Subrogation is an equitable remedy. White v. Sutherland, 92 N.M. 187, 585 P.2d 331 (Ct.App.), cert. denied, 92 N.M. 79, 582 P.2d 1292 (1978).

[The doctrine of subrogation] originates in the general principles of equity, and will be applied or not according to the *339dictates of equity and good conscience and consideration of public policy. Such doctrine is founded upon the relationship of the parties and upon equitable principles, for the purpose of accomplishing the substantial ends of justice.

6A Appleman, Insurance Law and Practice § 4054, at 142-43 (1972), quoted in United States Fidelity & Guaranty Co. v. Raton Natural Gas Co., 86 N.M. 160, 162-63, 521 P.2d 122, 124-25 (1974). Where it is not equitable for the insurance company to recover the full amount of the claim to which it is subrogated, its recovery is limited. Sutherland.

Similarly, in many jurisdictions, when the insured has gone to trial and proven damages, some of which rightfully belong to the insurance company because it has already recompensed the insured for that loss, it is inequitable to allow the insurance company to obtain from the insured the amount of its subrogation claim without requiring the company to pay its proportionate share of the expenses of the litigation, including attorneys’ fees. United Services Automobile Association v.
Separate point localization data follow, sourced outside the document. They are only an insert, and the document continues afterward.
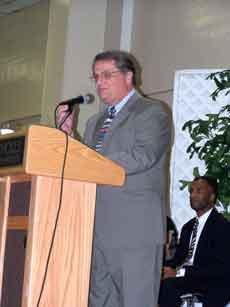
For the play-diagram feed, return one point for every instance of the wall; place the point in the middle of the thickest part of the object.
(171, 35)
(22, 58)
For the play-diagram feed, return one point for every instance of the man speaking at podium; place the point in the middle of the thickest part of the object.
(129, 223)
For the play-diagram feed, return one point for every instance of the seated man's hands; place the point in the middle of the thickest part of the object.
(65, 120)
(168, 272)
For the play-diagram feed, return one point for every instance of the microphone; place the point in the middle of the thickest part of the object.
(87, 99)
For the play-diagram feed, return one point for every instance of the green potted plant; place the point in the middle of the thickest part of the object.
(211, 141)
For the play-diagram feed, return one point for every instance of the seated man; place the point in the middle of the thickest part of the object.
(202, 260)
(171, 241)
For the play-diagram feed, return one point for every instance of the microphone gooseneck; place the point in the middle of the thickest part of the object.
(86, 99)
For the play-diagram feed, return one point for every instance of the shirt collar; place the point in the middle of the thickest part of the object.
(123, 102)
(203, 218)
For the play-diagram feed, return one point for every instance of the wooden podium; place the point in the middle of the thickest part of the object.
(58, 219)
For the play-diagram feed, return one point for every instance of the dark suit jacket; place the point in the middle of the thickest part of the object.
(212, 257)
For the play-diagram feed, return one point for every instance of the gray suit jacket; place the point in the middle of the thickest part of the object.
(133, 215)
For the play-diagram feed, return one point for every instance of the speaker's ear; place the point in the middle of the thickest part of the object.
(213, 196)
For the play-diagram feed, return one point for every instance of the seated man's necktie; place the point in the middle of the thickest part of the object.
(192, 242)
(105, 127)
Hills, 172 Neb. 128, 109 N.W.2d 174 (1961); State Farm Mutual Automobile Insurance Co. v. Clinton, 267 Or. 653, 518 P.2d 645 (1974); State Farm Mutual Automobile Insurance Co. v. Geline, 48 Wis.2d 290, 179 N.W.2d 815 (1970); see, Hedgebeth v. Medford, 74 N.J. 360, 378 A.2d 226 (1977); Pena v. Thorington, 23 Wash.App. 277, 595 P.2d 61 (1979). In the case before us, however, the insured plaintiff did not prove any damages to which the insurance company was subrogated.

When an insured plaintiff sues a third party tortfeasor, the insurance company not participating, and the plaintiff proves and recovers damages for losses other than the losses paid by the insurance company, the company is not entitled to subrogation. Newcomb v. Cincinnati Insurance Co., 22 Ohio St. 382, 10 A.Rep. 746 (1872). That court wrote:

Where the assured, as in the case of partial insurance, sustains a loss, in excess of the reimbursement or compensation by the underwriter, he has an undoubted right to have it satisfied by action against the wrong-doer. But if, by such action there comes into his hands, any sum for which, in equity and good conscience, he ought to account to the underwriter, reimbursement will, to that extent, be compelled in an action by the latter, based on his right in equity to subrogation. But the assured will not, in the forum of conscience, be required to account for more than the surplus which may remain in his hands, after satisfying his own excess of loss in full, and his reasonable expenses incurred in its recovery; unless the underwriter shall, on notice and opportunity given, have contributed to and made common cause with him, in the prosecution. [Emphasis added.]

Id. at 388, 10 Am.Rep. at 750-51.

I believe that the result in Newcomb is equitable in the case before us. The underwriter, Allstate, had notice of the suit by the plaintiff against defendants. Indeed, it was a party to the suit. It had opportunity to contribute to and make common cause with the plaintiff. It did not do so, but rested in the umbrage of a court order that promised to protect its interests without any participation on its part. The court was without power to make such an order. It cannot relieve the insurance company of its burden of proof as an intervenor and force the plaintiff to shoulder that burden. Having been prohibited by court order from direct participation in the trial, Allstate had the options of seeking to stay the order, of coming to an agreement with the plaintiff concerning the conduct and expense of the trial, or of doing nothing. It chose the latter course, and cannot now complain because the plaintiff failed to prove its claim.

I would reverse the judgment of the trial court and have a judgment entered for the plaintiff for $3,000 with nothing to the plaintiff in intervention.